The problem here is just that you don't, in general, know what the compiler will assume -- so any code that uses this kind of technique would need to be carefully measured (and possibly monitored over time if the context changes).
I test it on Mac according #Blagovest Buyukliev and #Ciro.

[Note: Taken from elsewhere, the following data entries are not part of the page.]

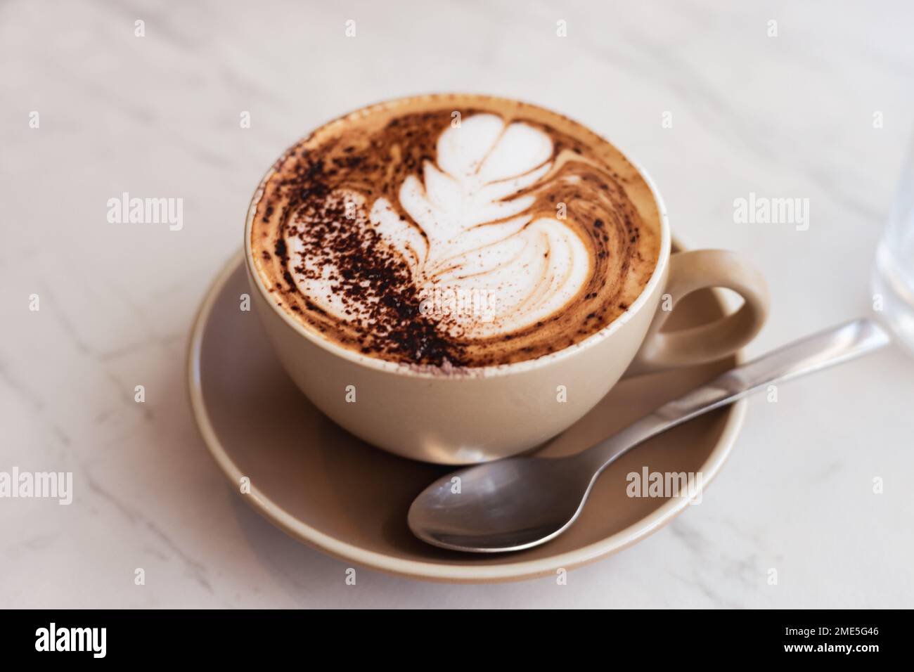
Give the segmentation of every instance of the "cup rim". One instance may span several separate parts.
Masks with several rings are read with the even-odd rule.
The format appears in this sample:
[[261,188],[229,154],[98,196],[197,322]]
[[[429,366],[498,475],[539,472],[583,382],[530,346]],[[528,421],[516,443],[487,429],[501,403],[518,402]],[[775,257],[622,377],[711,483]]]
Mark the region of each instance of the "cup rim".
[[[335,122],[345,119],[354,114],[367,113],[375,108],[387,107],[390,105],[402,104],[408,101],[422,101],[422,100],[437,100],[444,98],[446,96],[480,96],[490,100],[495,101],[505,101],[511,102],[522,102],[532,107],[537,107],[541,110],[546,110],[547,112],[553,112],[555,114],[560,114],[560,112],[556,112],[555,111],[545,108],[542,105],[533,102],[526,102],[526,101],[520,101],[518,99],[509,99],[504,98],[502,96],[494,96],[487,93],[424,93],[413,96],[403,96],[400,98],[394,98],[388,101],[382,101],[379,102],[375,102],[370,105],[365,105],[363,107],[353,110],[345,114],[341,114],[339,116],[334,117],[333,119],[324,122],[324,123],[316,126],[314,131],[324,128],[324,126],[334,123]],[[562,115],[564,116],[564,115]],[[257,211],[257,206],[260,202],[260,198],[263,197],[264,188],[267,182],[272,176],[273,173],[276,172],[277,163],[274,162],[273,165],[270,166],[267,172],[264,174],[263,177],[260,179],[260,184],[254,191],[254,195],[251,197],[250,204],[248,207],[248,215],[245,219],[244,226],[244,262],[248,269],[248,274],[251,279],[251,284],[256,285],[257,291],[260,292],[260,296],[266,301],[270,305],[271,309],[277,313],[280,317],[285,322],[287,325],[292,327],[299,336],[303,336],[312,344],[328,351],[329,353],[335,355],[336,357],[343,357],[354,364],[367,367],[368,368],[373,368],[378,371],[383,371],[386,373],[400,374],[408,376],[410,378],[427,378],[427,379],[475,379],[475,378],[492,378],[514,375],[517,373],[523,373],[525,371],[530,371],[541,367],[548,366],[550,364],[562,361],[572,355],[577,354],[584,349],[589,349],[600,343],[609,336],[611,336],[615,332],[619,331],[626,323],[628,323],[634,315],[637,314],[641,308],[647,303],[650,296],[653,295],[654,290],[660,284],[661,280],[664,277],[664,273],[666,270],[666,265],[669,262],[670,250],[672,246],[672,233],[670,231],[669,219],[666,214],[666,207],[664,204],[663,197],[660,195],[660,191],[657,189],[657,186],[651,177],[651,175],[642,167],[641,164],[633,161],[632,157],[626,153],[622,152],[619,148],[619,145],[612,143],[609,139],[603,137],[601,134],[593,131],[590,126],[578,122],[577,120],[570,119],[567,117],[571,122],[580,126],[581,128],[593,133],[595,136],[608,143],[616,151],[618,151],[626,161],[628,161],[632,166],[638,171],[638,174],[642,176],[644,182],[647,184],[648,188],[651,191],[651,196],[654,197],[654,205],[657,207],[657,210],[660,214],[660,254],[657,257],[657,262],[654,267],[654,272],[651,273],[651,277],[647,283],[642,288],[641,293],[638,297],[632,302],[628,309],[621,315],[612,320],[606,326],[602,327],[599,331],[594,332],[590,336],[583,338],[582,340],[575,343],[567,347],[563,347],[560,350],[555,352],[550,352],[547,355],[536,357],[534,359],[524,359],[518,362],[510,362],[506,364],[494,364],[484,367],[455,367],[450,370],[442,370],[441,367],[432,365],[416,365],[416,364],[403,364],[400,362],[389,361],[388,359],[381,359],[379,357],[372,357],[367,355],[363,355],[360,352],[355,350],[350,350],[349,348],[344,347],[343,346],[333,343],[326,338],[324,338],[319,334],[312,329],[308,329],[304,325],[300,323],[298,320],[294,319],[286,311],[282,310],[280,306],[276,304],[270,293],[267,292],[266,287],[264,287],[263,281],[260,278],[260,274],[258,272],[256,266],[253,263],[253,252],[250,244],[250,234],[254,223],[254,216]],[[314,132],[312,132],[314,133]],[[307,137],[307,136],[304,136]],[[300,139],[297,142],[302,142],[304,138]],[[297,143],[292,144],[291,146],[294,146]],[[287,150],[288,151],[288,148]],[[284,153],[283,153],[284,155]]]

The assembles look clear and I add comments;
Commands are
gcc -c -O3 -std=gnu11 testOpt.c; otool -tVI testOpt.o
When I use -O3 , it looks the same no matter the __builtin_expect(i, 0) exist or not.
testOpt.o:
(__TEXT,__text) section
_main:
0000000000000000 pushq %rbp
0000000000000001 movq %rsp, %rbp // open function stack
0000000000000004 xorl %edi, %edi // set time args 0 (NULL)
0000000000000006 callq _time // call time(NULL)
000000000000000b testq %rax, %rax // check time(NULL) result
000000000000000e je 0x14 // jump 0x14 if testq result = 0, namely jump to puts
0000000000000010 xorl %eax, %eax // return 0 , return appear first
0000000000000012 popq %rbp // return 0
0000000000000013 retq // return 0
0000000000000014 leaq 0x9(%rip), %rdi ## literal pool for: "a" // puts part, afterwards
000000000000001b callq _puts
0000000000000020 xorl %eax, %eax
0000000000000022 popq %rbp
0000000000000023 retq
When compile with -O2 , it looks different with and without __builtin_expect(i, 0)
First without
testOpt.o:
(__TEXT,__text) section
_main:
0000000000000000 pushq %rbp
0000000000000001 movq %rsp, %rbp
0000000000000004 xorl %edi, %edi
0000000000000006 callq _time
000000000000000b testq %rax, %rax
000000000000000e jne 0x1c // jump to 0x1c if not zero, then return
0000000000000010 leaq 0x9(%rip), %rdi ## literal pool for: "a" // put part appear first , following jne 0x1c
0000000000000017 callq _puts
000000000000001c xorl %eax, %eax // return part appear afterwards
000000000000001e popq %rbp
000000000000001f retq
Now with __builtin_expect(i, 0)
testOpt.o:
(__TEXT,__text) section
_main:
0000000000000000 pushq %rbp
0000000000000001 movq %rsp, %rbp
0000000000000004 xorl %edi, %edi
0000000000000006 callq _time
000000000000000b testq %rax, %rax
000000000000000e je 0x14 // jump to 0x14 if zero then put. otherwise return
0000000000000010 xorl %eax, %eax // return appear first
0000000000000012 popq %rbp
0000000000000013 retq
0000000000000014 leaq 0x7(%rip), %rdi ## literal pool for: "a"
000000000000001b callq _puts
0000000000000020 jmp 0x10
To summarize, __builtin_expect works in the last case.
In most of the cases, you should leave the branch prediction as it is and you do not need to worry about it.
One case where it is beneficial is CPU intensive algorithms with a lot of branching. In some cases, the jumps could lead the to exceed the current CPU program cache making the CPU wait for the next part of the software to run. By pushing the unlikely branches at the end, you will keep your memory close and only jump for unlikely cases.